This is true. Mailer's most recent novels have made a mockery of the portentous standards to which he holds Wolfe. They have failed to find either critical acclaim or commercial impact. Updike, who remains a prolific, superb and highly respected staff writer for The New Yorker, has never developed a mass following, and his novels have grown less important with the years, not more.
Perhaps the root of the resentment that Wolfe attracts (apart from his sales and his face on the cover of Time ) is the rod he made for his own back when he wrote an essay for Harper's magazine 10 years ago challenging American fiction writers to rise above their collective self-absorption:
"At this weak, pale, tabescent moment in the history of American literature, we need a battalion, a brigade, of Zolas to head out into this wild, bizarre, unpredictable, Hog-stomping Baroque country of ours and reclaim its literary property . . . Of one thing I am sure. If fiction writers do not start facing the obvious, the literary history of the second half of the 20th century will record that journalists not only took over the richness of American life as their domain, but also seized the high ground of literature itself."

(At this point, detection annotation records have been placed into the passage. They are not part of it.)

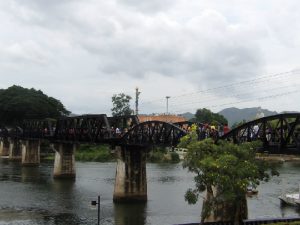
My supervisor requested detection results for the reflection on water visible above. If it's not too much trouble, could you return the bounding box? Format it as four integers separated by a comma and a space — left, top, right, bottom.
0, 160, 300, 225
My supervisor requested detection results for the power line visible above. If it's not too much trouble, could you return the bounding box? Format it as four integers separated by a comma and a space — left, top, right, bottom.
141, 69, 300, 104
173, 90, 300, 113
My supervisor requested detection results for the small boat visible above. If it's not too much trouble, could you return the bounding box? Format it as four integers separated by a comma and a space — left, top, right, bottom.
279, 185, 300, 206
278, 193, 300, 206
247, 186, 258, 197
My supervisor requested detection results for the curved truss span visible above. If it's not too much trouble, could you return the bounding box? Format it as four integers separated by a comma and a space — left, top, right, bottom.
121, 121, 186, 146
221, 113, 300, 151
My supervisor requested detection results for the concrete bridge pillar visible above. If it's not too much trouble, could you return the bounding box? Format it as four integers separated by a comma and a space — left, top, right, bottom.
53, 143, 76, 179
22, 140, 40, 166
8, 139, 22, 161
113, 146, 147, 202
0, 138, 9, 156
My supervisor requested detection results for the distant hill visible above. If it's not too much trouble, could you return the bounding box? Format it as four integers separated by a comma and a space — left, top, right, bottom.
179, 112, 195, 120
218, 107, 278, 126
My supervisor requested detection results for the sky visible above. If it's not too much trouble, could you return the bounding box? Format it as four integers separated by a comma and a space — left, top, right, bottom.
0, 0, 300, 115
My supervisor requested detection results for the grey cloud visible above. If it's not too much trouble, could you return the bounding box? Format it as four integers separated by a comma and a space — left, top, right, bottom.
117, 0, 175, 13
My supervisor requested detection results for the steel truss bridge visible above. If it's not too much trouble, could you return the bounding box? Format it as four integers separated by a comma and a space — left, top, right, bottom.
221, 113, 300, 153
0, 114, 186, 147
0, 113, 300, 202
0, 113, 300, 153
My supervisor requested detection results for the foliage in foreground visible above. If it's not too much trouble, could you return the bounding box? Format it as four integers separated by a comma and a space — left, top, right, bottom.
180, 126, 277, 223
111, 93, 133, 116
0, 86, 70, 125
75, 144, 115, 162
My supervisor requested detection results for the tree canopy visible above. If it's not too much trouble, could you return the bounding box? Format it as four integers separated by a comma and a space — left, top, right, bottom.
180, 126, 277, 223
0, 85, 70, 125
195, 108, 228, 125
111, 93, 133, 116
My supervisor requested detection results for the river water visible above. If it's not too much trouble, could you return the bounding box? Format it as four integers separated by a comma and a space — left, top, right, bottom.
0, 159, 300, 225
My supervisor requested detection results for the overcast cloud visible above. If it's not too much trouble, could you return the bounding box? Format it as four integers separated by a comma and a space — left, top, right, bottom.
0, 0, 300, 114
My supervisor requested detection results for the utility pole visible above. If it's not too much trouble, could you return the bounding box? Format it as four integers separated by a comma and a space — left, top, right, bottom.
135, 87, 141, 115
166, 96, 171, 115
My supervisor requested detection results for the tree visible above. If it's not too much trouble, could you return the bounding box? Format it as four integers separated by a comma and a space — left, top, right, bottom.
0, 85, 70, 125
111, 93, 133, 116
195, 108, 228, 125
180, 128, 277, 224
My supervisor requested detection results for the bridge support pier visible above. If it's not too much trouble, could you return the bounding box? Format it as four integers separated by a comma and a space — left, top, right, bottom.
22, 140, 40, 166
8, 139, 22, 161
53, 143, 76, 179
113, 146, 147, 202
0, 138, 9, 156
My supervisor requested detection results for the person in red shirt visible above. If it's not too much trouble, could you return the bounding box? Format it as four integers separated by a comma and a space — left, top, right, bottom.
223, 124, 230, 134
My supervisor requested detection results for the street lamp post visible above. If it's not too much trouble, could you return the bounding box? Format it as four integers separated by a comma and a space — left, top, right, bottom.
166, 96, 171, 115
91, 195, 100, 225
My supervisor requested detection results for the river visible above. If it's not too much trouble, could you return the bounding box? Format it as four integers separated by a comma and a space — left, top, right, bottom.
0, 159, 300, 225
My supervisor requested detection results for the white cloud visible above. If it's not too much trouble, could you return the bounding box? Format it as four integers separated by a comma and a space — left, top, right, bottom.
0, 0, 300, 113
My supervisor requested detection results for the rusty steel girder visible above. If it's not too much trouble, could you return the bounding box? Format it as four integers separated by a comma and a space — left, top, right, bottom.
121, 121, 187, 146
53, 114, 111, 143
220, 113, 300, 152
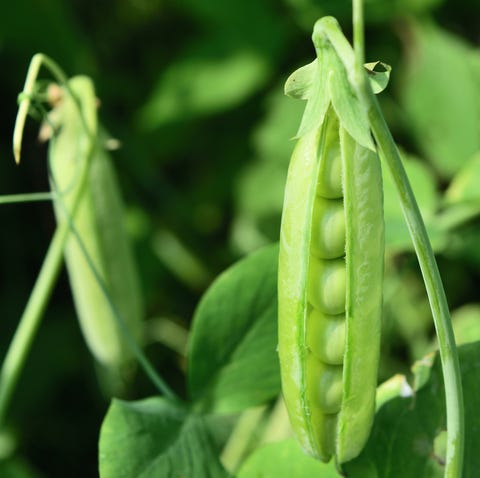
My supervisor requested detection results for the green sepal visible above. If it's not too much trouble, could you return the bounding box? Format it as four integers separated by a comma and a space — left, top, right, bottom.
328, 56, 375, 151
363, 61, 392, 95
285, 18, 376, 151
284, 58, 318, 100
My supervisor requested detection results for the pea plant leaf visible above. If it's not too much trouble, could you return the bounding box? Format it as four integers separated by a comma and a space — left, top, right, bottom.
402, 20, 480, 178
188, 245, 280, 412
344, 342, 480, 478
237, 438, 340, 478
99, 397, 229, 478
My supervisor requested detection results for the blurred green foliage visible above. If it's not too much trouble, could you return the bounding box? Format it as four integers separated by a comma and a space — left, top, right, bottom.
0, 0, 480, 478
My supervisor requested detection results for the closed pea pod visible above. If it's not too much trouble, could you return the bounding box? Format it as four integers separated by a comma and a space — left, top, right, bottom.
278, 18, 384, 463
49, 76, 143, 366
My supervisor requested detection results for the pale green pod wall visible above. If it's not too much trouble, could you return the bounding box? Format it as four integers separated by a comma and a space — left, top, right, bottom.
278, 108, 383, 463
49, 77, 143, 366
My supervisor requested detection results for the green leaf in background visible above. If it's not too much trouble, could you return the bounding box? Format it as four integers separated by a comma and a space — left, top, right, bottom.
402, 22, 480, 178
139, 39, 271, 129
445, 152, 480, 204
237, 438, 341, 478
382, 154, 446, 252
452, 304, 480, 344
188, 245, 280, 412
344, 342, 480, 478
0, 458, 44, 478
99, 397, 229, 478
232, 89, 305, 254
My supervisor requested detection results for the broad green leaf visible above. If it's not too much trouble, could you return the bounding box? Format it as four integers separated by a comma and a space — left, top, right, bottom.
402, 23, 480, 178
232, 88, 305, 254
99, 397, 229, 478
344, 342, 480, 478
0, 458, 45, 478
139, 42, 270, 129
188, 245, 280, 412
237, 438, 341, 478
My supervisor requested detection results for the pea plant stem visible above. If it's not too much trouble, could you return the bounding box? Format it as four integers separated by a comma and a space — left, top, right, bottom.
366, 88, 465, 478
0, 148, 88, 425
353, 0, 465, 478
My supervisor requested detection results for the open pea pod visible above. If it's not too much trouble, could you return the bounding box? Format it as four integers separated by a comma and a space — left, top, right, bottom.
278, 18, 384, 463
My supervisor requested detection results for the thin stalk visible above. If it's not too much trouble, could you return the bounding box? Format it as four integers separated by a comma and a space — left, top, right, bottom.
0, 145, 88, 425
353, 0, 465, 478
366, 88, 465, 478
352, 0, 365, 65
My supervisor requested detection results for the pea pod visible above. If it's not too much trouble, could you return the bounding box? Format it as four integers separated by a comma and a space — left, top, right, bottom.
49, 76, 143, 366
278, 18, 384, 463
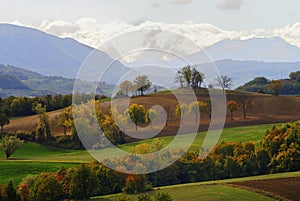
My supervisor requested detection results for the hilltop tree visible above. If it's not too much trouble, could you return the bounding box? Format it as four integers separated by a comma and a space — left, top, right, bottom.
227, 100, 239, 120
241, 99, 253, 119
269, 80, 283, 96
134, 75, 152, 96
0, 112, 9, 133
176, 103, 189, 124
34, 103, 52, 142
1, 135, 24, 159
120, 80, 133, 96
146, 109, 158, 128
57, 106, 74, 137
125, 103, 146, 130
216, 75, 232, 93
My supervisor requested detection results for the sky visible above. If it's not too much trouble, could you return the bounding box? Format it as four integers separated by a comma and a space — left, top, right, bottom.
0, 0, 300, 48
0, 0, 300, 30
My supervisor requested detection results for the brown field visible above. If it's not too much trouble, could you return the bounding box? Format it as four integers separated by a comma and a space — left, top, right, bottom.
230, 177, 300, 201
4, 91, 300, 136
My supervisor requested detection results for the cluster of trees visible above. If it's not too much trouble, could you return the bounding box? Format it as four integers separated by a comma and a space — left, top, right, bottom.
1, 121, 300, 201
175, 65, 232, 92
117, 75, 152, 96
237, 71, 300, 95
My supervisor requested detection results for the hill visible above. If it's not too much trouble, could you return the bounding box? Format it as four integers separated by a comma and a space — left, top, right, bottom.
0, 64, 113, 97
237, 71, 300, 95
4, 89, 300, 136
0, 24, 127, 83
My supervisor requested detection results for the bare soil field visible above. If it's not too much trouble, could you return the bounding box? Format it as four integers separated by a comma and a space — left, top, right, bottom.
230, 177, 300, 201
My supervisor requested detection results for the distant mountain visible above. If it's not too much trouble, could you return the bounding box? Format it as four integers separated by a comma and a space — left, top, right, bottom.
0, 65, 113, 97
0, 24, 128, 83
187, 37, 300, 64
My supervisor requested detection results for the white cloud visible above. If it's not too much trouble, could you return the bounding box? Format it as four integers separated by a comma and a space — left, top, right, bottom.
170, 0, 192, 5
217, 0, 244, 10
7, 18, 300, 48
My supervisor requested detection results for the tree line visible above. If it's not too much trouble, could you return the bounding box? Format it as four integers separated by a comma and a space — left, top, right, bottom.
0, 121, 300, 201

There is nothing weak, pale or tabescent (it means wasting) about Wolfe, which is why he has built a large and devoted following over 30 years, has sold millions of novels and millions of non-fiction books, has created his own singular literary style, has written defining books about the '60s (The Electric Kool-Aid Acid Test ), the '70s (The Right Stuff ), the '80s (Bonfire Of The Vanities ), and now created one of the big publishing events of the '90s. Not bad for a mere journalist.
At 68, Wolfe grows old gloriously, with a reporter's notepad still in his hand and a gambler's risk in his heart. He is burying his curmudgeonly critics under a pile of bestselling books. Hardcover.